The Writing Center has planned three available hours on Saturday and three on Sunday during the initial trial program. Appointments should be made directly through the Writing Center at 456-8141; walk-in service may be available if the tutors are not previously booked. Please inquire at the Writing Center or the Adams Library for further information.

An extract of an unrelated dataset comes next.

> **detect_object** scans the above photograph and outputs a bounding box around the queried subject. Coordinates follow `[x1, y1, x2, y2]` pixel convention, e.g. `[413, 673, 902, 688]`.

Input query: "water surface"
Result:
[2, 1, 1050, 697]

RIC alum and former Writing Center peer tutor, Matthew Lawrence, is the founder of the local non profit Not About the Buildings, whose current newsletter has this interesting info:
"We're now accepting entries for the second annual Not About The Buildings Writing Prize. Unlike last year, though, the 2009 prize will be awarded to the best submitted work of creative non-fiction. Like last year, the winning piece will be published as a limited-edition handmade chapbook, but additionally this year the winner will receive a membership to the Providence Athenaeum [$150 value], and a reception/release for the book will be held at the Athenaeum in mid-November. The prize will be judged this year by longtime Not About The Buildings friend Anne Elizabeth Moore. Moore is a Chicago-based writer, founder of Punk Planet Magazine, founder of the Best American Comics series and author of Unmarketable: Brandalism, Copyfighting, Mocketing and the Erosion of Integrity. Check out the website for more info and details about where and how to send your entries. Entries must be received--not postmarked--by October 15.
http://www.notaboutthebuildings.com/writingprize.html"
Check your own RIConnect page for your advisor’s name and contact info. Advising meetings for spring begin October 5. Spring 2010 registration begins 10/26.